Re: [PATCH v4 bpf-next 12/14] bpf: Introduce bpf_mem_free_rcu() similar to kfree_rcu().

Hou Tao <houtao@xxxxxxxxxxxxxxx> · Fri, 7 Jul 2023 12:05:18 +0800

Hi,

On 7/7/2023 10:10 AM, Alexei Starovoitov wrote:
> On Thu, Jul 6, 2023 at 6:45 PM Hou Tao <houtao@xxxxxxxxxxxxxxx> wrote:
>>
>>
>> On 7/6/2023 11:34 AM, Alexei Starovoitov wrote:
>>> From: Alexei Starovoitov <ast@xxxxxxxxxx>
>>>
>>> Introduce bpf_mem_[cache_]free_rcu() similar to kfree_rcu().
>>> Unlike bpf_mem_[cache_]free() that links objects for immediate reuse into
>>> per-cpu free list the _rcu() flavor waits for RCU grace period and then moves
>>> objects into free_by_rcu_ttrace list where they are waiting for RCU
>>> task trace grace period to be freed into slab.
>>>
>>> The life cycle of objects:
>>> alloc: dequeue free_llist
>>> free: enqeueu free_llist
>>> free_rcu: enqueue free_by_rcu -> waiting_for_gp
>>> free_llist above high watermark -> free_by_rcu_ttrace
>>> after RCU GP waiting_for_gp -> free_by_rcu_ttrace
>>> free_by_rcu_ttrace -> waiting_for_gp_ttrace -> slab
>>>
>>> Signed-off-by: Alexei Starovoitov <ast@xxxxxxxxxx>
>> Acked-by: Hou Tao <houtao1@xxxxxxxxxx>
> Thank you very much for code reviews and feedback.

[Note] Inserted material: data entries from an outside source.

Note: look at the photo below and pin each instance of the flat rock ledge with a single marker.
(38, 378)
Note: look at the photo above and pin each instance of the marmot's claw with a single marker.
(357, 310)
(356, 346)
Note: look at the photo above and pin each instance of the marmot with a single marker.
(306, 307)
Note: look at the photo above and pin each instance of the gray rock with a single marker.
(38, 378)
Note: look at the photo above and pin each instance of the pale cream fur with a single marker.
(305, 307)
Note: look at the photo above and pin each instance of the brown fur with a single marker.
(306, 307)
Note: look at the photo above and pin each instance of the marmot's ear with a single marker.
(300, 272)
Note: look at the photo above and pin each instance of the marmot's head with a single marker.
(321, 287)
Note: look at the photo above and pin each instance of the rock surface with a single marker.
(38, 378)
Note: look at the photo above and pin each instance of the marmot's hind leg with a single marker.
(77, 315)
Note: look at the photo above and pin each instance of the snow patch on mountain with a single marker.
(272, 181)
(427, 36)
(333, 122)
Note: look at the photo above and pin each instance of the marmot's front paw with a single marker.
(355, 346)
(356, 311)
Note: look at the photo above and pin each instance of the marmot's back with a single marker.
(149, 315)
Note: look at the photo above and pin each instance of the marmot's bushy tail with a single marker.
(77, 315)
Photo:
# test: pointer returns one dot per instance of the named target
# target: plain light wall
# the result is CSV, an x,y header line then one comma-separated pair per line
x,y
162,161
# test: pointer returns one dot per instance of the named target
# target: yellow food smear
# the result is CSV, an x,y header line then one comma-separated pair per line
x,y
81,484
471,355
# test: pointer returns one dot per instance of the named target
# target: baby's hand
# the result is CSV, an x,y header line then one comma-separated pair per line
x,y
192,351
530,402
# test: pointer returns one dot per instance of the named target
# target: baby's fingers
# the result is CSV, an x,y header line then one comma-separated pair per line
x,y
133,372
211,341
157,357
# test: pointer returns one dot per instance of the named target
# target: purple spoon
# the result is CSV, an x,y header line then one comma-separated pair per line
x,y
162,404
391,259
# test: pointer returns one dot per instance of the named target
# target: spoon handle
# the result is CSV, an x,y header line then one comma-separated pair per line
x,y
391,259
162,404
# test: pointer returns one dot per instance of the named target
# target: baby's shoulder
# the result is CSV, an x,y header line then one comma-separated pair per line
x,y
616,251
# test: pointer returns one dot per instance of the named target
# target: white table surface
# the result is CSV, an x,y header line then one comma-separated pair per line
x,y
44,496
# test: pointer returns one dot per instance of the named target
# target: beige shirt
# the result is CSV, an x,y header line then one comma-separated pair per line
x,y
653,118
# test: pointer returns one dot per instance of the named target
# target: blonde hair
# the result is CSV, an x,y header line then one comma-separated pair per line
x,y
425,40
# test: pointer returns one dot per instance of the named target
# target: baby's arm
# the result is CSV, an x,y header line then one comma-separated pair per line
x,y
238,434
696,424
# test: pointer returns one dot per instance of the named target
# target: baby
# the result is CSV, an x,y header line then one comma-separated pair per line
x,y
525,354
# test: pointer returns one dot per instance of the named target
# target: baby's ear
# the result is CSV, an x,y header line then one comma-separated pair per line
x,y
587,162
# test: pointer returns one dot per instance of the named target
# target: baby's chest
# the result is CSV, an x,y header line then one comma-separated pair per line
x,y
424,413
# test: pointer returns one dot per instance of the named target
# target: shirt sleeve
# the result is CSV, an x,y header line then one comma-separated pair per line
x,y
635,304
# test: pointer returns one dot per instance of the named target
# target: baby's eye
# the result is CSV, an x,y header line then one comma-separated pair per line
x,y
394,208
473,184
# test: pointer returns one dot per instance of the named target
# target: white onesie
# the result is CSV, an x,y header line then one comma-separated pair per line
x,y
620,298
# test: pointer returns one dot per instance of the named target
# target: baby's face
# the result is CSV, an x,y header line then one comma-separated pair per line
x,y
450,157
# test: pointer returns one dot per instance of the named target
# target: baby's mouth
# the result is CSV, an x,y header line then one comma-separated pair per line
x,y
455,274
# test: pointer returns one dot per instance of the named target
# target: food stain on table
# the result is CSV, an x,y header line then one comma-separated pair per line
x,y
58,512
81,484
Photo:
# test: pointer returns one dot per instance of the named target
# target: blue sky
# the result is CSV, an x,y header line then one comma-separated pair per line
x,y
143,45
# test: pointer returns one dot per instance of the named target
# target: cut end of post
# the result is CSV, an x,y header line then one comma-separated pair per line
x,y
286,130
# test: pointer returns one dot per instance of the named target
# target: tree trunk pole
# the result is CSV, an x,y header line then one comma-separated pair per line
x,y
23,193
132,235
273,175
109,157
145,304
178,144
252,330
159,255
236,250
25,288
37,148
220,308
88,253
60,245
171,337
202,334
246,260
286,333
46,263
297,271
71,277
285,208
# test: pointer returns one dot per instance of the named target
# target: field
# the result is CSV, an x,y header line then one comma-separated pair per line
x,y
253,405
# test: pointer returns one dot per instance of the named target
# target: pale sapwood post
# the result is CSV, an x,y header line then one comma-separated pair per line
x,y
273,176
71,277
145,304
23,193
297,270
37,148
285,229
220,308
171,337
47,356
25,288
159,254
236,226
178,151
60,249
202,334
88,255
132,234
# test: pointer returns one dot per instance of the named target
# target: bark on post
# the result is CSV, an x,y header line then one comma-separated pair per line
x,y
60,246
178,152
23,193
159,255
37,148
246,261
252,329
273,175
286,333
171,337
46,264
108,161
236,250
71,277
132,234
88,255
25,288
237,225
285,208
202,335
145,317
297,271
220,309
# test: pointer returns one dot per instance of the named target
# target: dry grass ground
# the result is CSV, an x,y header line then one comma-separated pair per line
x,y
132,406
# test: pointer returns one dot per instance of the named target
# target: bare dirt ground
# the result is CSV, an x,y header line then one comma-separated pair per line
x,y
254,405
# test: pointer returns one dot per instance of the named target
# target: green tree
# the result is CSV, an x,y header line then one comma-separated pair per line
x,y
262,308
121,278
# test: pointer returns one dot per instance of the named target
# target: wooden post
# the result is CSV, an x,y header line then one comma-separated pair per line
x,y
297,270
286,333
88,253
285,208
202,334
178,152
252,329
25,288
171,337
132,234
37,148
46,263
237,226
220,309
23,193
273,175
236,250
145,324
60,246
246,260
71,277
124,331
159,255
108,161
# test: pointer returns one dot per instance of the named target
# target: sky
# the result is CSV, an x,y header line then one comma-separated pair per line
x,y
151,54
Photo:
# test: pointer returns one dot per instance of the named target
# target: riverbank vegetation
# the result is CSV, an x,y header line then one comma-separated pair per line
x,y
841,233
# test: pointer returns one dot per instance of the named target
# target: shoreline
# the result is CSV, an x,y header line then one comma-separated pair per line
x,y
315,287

You are welcome. I also learn a lot from this great patch set.

>
> btw I still believe that ABA is a non issue and prefer to keep the code as-is,
> but for the sake of experiment I've converted it to spin_lock
> (see attached patch which I think uglifies the code)
> and performance across bench htab-mem and map_perf_test
> seems to be about the same.
> Which was a bit surprising to me.
> Could you please benchmark it on your system?

Will do that later. It seems if there is no cross-CPU allocation and
free, the only possible contention is between __free_rcu() on CPU x and
alloc_bulk()/free_bulk() on a different CPU.